Au lendemain de la fête de l’Huma, vous vous interrogez sur la gauche radicale. Pour l’instant, en France rien ne frémit contrairement à ce qui se passe dans beaucoup d’autres pays européens…

Oui, ce weekend, Jeremy Corbyn, de l’aile gauche du parti travailliste, a été désigné à la tête du Labor… et en France, pendant ce temps, le Front de Gauche apparait, encore une fois,

divisé et affaibli. L’opposition de caractères entre un JL.Mélenchon éruptif, imprévisible et charismatique, et un Pierre Laurent, collectif, réfléchi, et un peu terne, n’explique pas tout. La fête de l’Huma est toujours une belle fête, L’Humanité peut titrer ce matin « le peuple de gauche a du ressort »…mais dans le pays, ça ne prend pas. La crise dynamise plutôt l’extrême droite. Syriza, Podémos, Bernie Sanders (le démocrate socialiste du Vermont), et maintenant Jeremy Corbyn en Angleterre, ne trouvent pas d’équivalent chez nous.

Pourquoi ça ne prend pas en France alors?

Avant l’apparition de Bernie Sanders aux Etats-Unis et Jeremy Corbyn en Angleterre, l’analyse dominante décrivait le FG encrouté dans des structures partisanes classiques, avec des leaders (professionnels de la politique) incapables de faire émerger un mouvement social venu de la base, comme Syriza et Podemos. Mais Corbyn et Sanders démontent cette analyse. Ce sont d’anciennes figures politiques et universitaires, âgées, pas exactement l’incarnation de nouvelles forces venues du terrain et de la jeunesse. L’explication de l’atonie de la gauche dure française est donc ailleurs. Il faut sans doute revenir à la vieille distinction entre le parti de l’ordre et le parti du mouvement. La gauche, d’ordinaire, c’est le parti du mouvement, des conquêtes et de la transformation sociale. Or, aujourd’hui, il ne s’agit plus pour la gauche radicale française de conquérir de nouveaux droits (on n'en est plus là).
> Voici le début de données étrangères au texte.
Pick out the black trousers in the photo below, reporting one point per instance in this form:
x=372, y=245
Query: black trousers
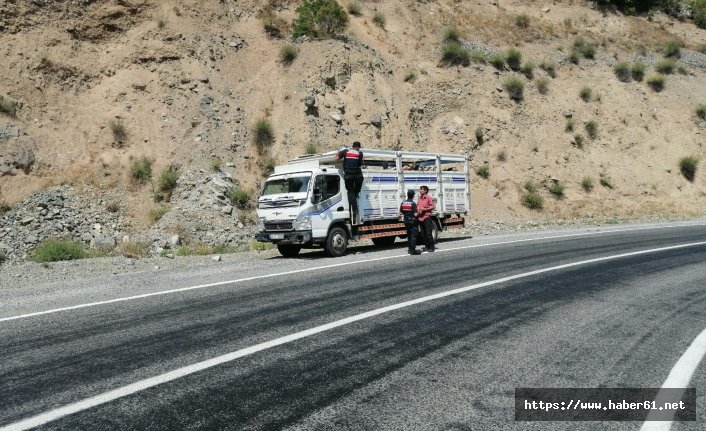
x=353, y=186
x=412, y=232
x=425, y=228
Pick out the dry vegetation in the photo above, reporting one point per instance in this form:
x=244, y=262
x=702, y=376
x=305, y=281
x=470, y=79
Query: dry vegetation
x=195, y=82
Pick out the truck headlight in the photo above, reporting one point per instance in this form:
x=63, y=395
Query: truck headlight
x=302, y=223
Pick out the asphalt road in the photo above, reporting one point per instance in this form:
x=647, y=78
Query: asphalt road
x=450, y=363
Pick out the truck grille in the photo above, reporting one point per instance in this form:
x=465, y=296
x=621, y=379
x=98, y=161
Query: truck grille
x=279, y=225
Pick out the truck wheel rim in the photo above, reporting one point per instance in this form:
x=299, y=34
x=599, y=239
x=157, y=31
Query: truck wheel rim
x=339, y=242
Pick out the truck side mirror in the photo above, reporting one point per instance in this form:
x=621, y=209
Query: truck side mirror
x=316, y=197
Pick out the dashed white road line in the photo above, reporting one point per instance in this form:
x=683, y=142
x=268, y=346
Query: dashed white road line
x=679, y=377
x=141, y=385
x=335, y=265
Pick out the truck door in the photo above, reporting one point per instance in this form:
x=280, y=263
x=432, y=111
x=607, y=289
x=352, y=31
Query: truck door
x=329, y=206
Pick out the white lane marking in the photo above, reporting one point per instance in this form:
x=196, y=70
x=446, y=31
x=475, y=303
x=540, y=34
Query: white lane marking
x=141, y=385
x=257, y=277
x=679, y=377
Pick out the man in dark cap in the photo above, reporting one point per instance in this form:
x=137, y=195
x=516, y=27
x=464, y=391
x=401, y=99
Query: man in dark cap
x=353, y=175
x=408, y=210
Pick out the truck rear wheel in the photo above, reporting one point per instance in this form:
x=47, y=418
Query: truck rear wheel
x=336, y=242
x=385, y=241
x=289, y=250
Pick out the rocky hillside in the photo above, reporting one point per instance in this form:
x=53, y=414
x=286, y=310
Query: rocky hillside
x=90, y=86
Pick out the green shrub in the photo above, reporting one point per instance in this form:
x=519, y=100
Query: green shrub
x=8, y=106
x=514, y=87
x=166, y=184
x=637, y=70
x=157, y=213
x=701, y=111
x=570, y=125
x=263, y=135
x=311, y=148
x=141, y=170
x=532, y=201
x=522, y=21
x=483, y=171
x=320, y=19
x=688, y=166
x=606, y=181
x=578, y=140
x=531, y=186
x=550, y=68
x=672, y=48
x=216, y=164
x=587, y=183
x=656, y=82
x=498, y=61
x=543, y=85
x=379, y=19
x=666, y=66
x=454, y=54
x=527, y=69
x=557, y=189
x=53, y=250
x=585, y=94
x=118, y=129
x=288, y=53
x=699, y=13
x=240, y=198
x=354, y=8
x=513, y=57
x=622, y=72
x=451, y=34
x=267, y=165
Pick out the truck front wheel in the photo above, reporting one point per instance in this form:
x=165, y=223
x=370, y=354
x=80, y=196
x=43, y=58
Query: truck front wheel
x=289, y=250
x=336, y=242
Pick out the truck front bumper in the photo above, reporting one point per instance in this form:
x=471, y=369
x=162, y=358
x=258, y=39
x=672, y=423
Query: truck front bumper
x=293, y=237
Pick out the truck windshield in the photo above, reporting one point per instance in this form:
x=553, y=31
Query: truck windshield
x=286, y=185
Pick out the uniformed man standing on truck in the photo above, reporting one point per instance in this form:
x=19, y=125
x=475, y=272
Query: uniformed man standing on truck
x=353, y=175
x=408, y=209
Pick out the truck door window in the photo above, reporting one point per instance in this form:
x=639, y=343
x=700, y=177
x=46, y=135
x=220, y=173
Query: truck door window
x=332, y=187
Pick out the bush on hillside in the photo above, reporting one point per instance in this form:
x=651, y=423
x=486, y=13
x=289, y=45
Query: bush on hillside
x=453, y=54
x=688, y=166
x=141, y=170
x=320, y=19
x=53, y=250
x=637, y=71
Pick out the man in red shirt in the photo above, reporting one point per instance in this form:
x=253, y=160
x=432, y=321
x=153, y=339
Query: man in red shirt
x=425, y=205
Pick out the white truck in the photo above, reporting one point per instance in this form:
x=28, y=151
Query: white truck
x=304, y=204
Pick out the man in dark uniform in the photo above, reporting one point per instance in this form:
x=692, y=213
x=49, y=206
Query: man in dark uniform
x=408, y=209
x=353, y=175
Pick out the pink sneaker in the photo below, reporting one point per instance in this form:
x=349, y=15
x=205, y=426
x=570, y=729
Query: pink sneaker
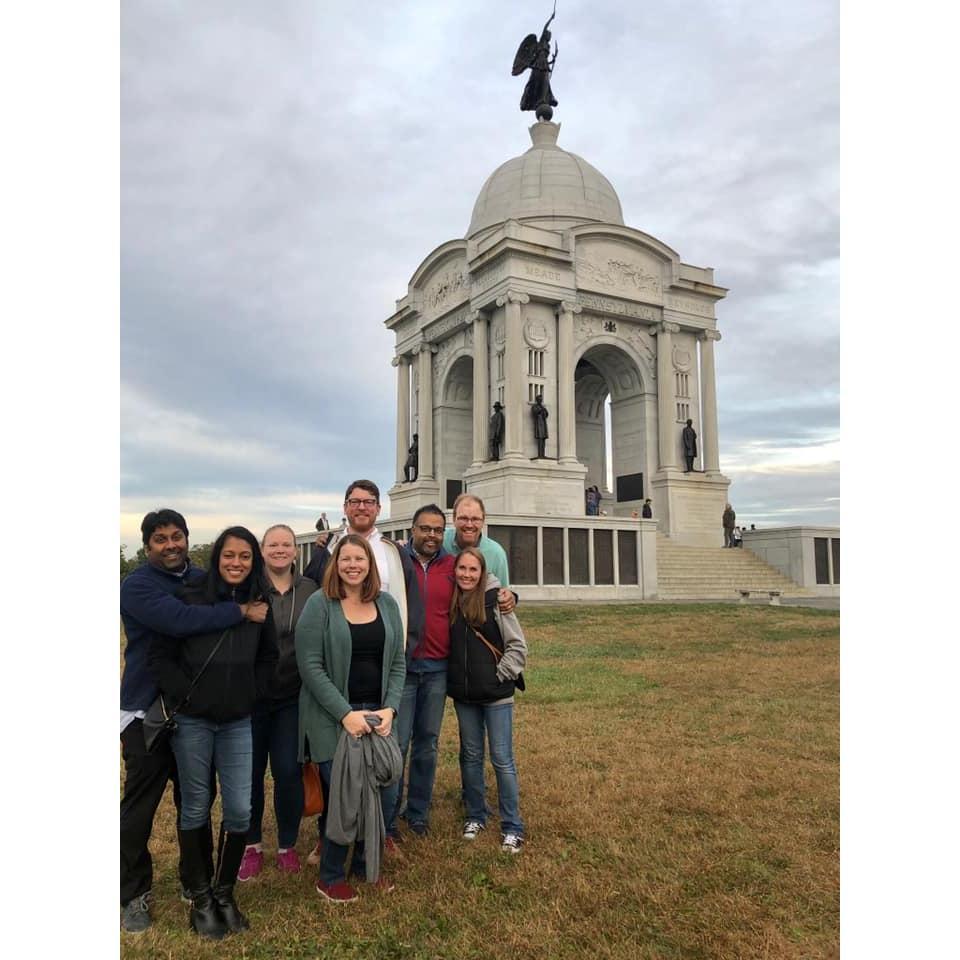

La question, c’est déjà d’empêcher le « détricotage » de la République sociale, de notre modèle issu du programme du CNR de 1945. Les gauches espagnoles, grecques, anglaises et américaines évoluent dans un libéralisme économique ultra-dominant depuis des décennies. Le modèle social y est soit limité, soit détruit. Il est à réinventer ou à conquérir : ce qui fait de Podemos, Syriza, Corbyn et Sanders, le parti du mouvement. En France, avec son capitalisme tempéré par un Etat fort et la sécurité sociale, en Allemagne avec son capitalisme rhénan et sa tradition du compromis, l’Etat providence est toujours là, affaibli, fragilisé… mais c’est toujours notre modèle. Les gauches n’en sont pas à le conquérir mais à le conserver. Et conserver, normalement (c’est marqué dessus), c’est le boulot des conservateurs. Le conservatisme n’est pas un carburant efficace pour la gauche. Quand la gauche française aura vraiment fait sa mue, par exemple écologiste (et pas simplement une écologie de conservation), quand elle arrivera à offrir la perspective d’une autre forme de progrès que celui sur lequel elle s’est construite, c’est-à-dire le productivisme industriel, elle pourra se présenter de nouveau comme le parti du mouvement, le parti qui veut inventer une autre société. L’obsession de la conservation sociale, qui apparait toujours comme le meilleur rempart aux inégalités, pour l’instant, l’en empêche.